7  Correlated equilibrium

Updated

January 2, 2025

Keywords

correlated equilibrium, coarse correlated equilibrium

“If there is intelligent life on other planets, in a majority of them, they would have discovered correlated equilibrium before Nash equilibrium.” – Roger Myerson

Cosider the following “traffic stop” game:

\(\mathsf{Stop}\) \(\mathsf{Go}\)
\(\mathsf{Stop}\) \(0\) \(0\) \(0\) \(1\)
\(\mathsf{Go}\) \(1\) \(0\) \(-100\) \(-100\)

There are two pure strategy Nash equilibria: \((\mathsf{Stop}, \mathsf{Go})\) and \((\mathsf{Go}, \mathsf{Stop})\). In both equilibria, one player gets a payoff of \(1\) and the other gets a payoff of \(0\).

In addition, there is a mixed strategy Nash equilibrium \((\tfrac {100}{101}, \tfrac{1}{101})\). The mixed strategy equilibrium seems to be worse off for both players: on average both of them get a payoff of \(0\) but risk a huge negative penalty of \(-100\).

The mixed strategy Nash equilibrium induces the following probability distribution on the action profiles

\(\mathsf{Stop}\) \(\mathsf{Go}\)
\(\mathsf{Stop}\) \(0.98\) \(0.1\)
\(\mathsf{Go}\) \(0.1\) \(0.01\)

A better solution is to do a randomization between the pure Nash equilibrium strategies, i.e., use the following probability distribution on the action profiles:

\(\mathsf{Stop}\) \(\mathsf{Go}\)
\(\mathsf{Stop}\) \(0\) \(0.5\)
\(\mathsf{Go}\) \(0.5\) \(0\)

This is consistent with how we resolve the conflict in real-life: by using a traffic light which tells which user should go and which should stop. Once a traffic light makes a joint recommendation to both players, it is in the best interest of the players to follow that recommendation.

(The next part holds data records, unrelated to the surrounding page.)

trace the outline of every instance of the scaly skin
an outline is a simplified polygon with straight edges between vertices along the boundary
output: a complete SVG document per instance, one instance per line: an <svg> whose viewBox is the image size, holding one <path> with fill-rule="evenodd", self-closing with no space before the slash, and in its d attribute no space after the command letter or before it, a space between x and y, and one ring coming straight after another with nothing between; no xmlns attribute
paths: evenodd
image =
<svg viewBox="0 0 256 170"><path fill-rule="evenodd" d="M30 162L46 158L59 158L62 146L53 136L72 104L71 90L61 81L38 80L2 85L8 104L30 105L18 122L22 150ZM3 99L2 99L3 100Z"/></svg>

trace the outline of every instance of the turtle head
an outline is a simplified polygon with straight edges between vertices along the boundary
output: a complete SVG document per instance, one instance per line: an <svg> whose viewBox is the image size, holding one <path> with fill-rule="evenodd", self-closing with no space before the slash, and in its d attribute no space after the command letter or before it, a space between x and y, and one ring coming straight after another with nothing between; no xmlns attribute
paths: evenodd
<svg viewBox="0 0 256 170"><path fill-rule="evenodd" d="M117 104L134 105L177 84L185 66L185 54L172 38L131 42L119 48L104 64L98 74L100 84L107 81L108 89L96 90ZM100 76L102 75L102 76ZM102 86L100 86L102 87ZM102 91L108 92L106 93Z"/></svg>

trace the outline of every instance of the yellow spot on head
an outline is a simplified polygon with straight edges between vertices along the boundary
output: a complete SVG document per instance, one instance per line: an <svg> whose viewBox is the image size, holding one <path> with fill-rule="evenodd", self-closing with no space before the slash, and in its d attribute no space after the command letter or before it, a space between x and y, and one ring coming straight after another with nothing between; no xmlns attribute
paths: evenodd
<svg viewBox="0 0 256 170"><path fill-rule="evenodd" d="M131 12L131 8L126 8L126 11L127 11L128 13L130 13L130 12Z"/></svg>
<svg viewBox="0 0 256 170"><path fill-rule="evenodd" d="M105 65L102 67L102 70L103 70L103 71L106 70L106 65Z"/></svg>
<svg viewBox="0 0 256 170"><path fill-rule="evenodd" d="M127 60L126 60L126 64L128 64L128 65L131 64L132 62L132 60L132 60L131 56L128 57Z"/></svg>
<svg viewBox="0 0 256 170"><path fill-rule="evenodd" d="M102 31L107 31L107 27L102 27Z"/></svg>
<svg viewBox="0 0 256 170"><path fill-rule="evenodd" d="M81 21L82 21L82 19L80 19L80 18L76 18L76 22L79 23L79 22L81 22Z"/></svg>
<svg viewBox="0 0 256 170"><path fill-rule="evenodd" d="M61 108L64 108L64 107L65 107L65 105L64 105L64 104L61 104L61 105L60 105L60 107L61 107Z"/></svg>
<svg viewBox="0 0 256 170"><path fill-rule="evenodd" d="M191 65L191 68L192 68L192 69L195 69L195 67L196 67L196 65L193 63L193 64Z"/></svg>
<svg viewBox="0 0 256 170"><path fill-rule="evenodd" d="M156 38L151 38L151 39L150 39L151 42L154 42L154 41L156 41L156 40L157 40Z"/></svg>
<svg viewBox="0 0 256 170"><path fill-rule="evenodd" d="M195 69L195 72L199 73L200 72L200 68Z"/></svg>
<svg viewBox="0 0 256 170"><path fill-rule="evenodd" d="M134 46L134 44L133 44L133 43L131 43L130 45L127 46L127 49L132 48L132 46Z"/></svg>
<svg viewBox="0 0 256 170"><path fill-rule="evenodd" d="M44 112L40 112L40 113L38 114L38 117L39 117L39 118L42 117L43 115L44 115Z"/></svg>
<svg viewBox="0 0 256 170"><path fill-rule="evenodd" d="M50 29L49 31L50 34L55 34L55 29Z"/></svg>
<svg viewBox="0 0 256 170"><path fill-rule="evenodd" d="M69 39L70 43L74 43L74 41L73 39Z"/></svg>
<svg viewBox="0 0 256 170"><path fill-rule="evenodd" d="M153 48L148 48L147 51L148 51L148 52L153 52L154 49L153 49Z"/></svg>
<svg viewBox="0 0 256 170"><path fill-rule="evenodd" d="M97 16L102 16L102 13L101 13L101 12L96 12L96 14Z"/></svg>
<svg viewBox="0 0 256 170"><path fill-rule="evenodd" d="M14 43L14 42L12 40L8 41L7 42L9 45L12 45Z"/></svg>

It is not always possible to achieve such a “coordination” via mixed strategies. The reason is that, in mixed strategies, the players are randomizing independently: so the joint distribution of the form above cannot be achieved.

7.1 Correlated equilibrium

One way to interpret correlated equilibrium is as follows:

  • There is an omniscient observer (who may be viewed as an information designer) who recommends strategies to the players.
  • The observer randomizes to choose his recommendations based on a probability distribution that is known to the players.
  • The recommendations are private, with each player knows only the recommendation addressed to him.
  • The mechanism is common knowledge among the players: each plaoer knows that this mechanism is being used; each player knows that the other players know that this mechanism is being used, and so on.

Now consider a strategic game \(\mathscr{G} = \langle \ALPHABET N, (\ALPHABET A_i)_{i \in \ALPHABET N}, (u_i)_{i \in \ALPHABET N} \rangle\). Let \(\ALPHABET A = \prod_{i \in \ALPHABET N} \ALPHABET A_i\) be the strategy space of all players. Consider a probability distribution \(π\) over \(\ALPHABET A\). Define an extensive form game \(Γ(π)\) with imperfect information as follows:

  • An outside observer (i.e., the information designer) probabilistically chooses an action profile \(a \in \ALPHABET A\) according to \(π\).
  • The observer reveals the coordinate \(a_i\) (but not \(a_{-i}\)) to each player \(i \in \ALPHABET N\). We may interpret this as the observer recommending strategy \(a_i\) to player \(i\).
  • The recommendation of the observer is non-binding. Each player chooses an action \(b_i \in \ALPHABET A_i\), where \(b_i\) may be different from \(a_i\).
  • The payoff of each player \(i\) is \(u_i(b_1, \dots, b_n)\).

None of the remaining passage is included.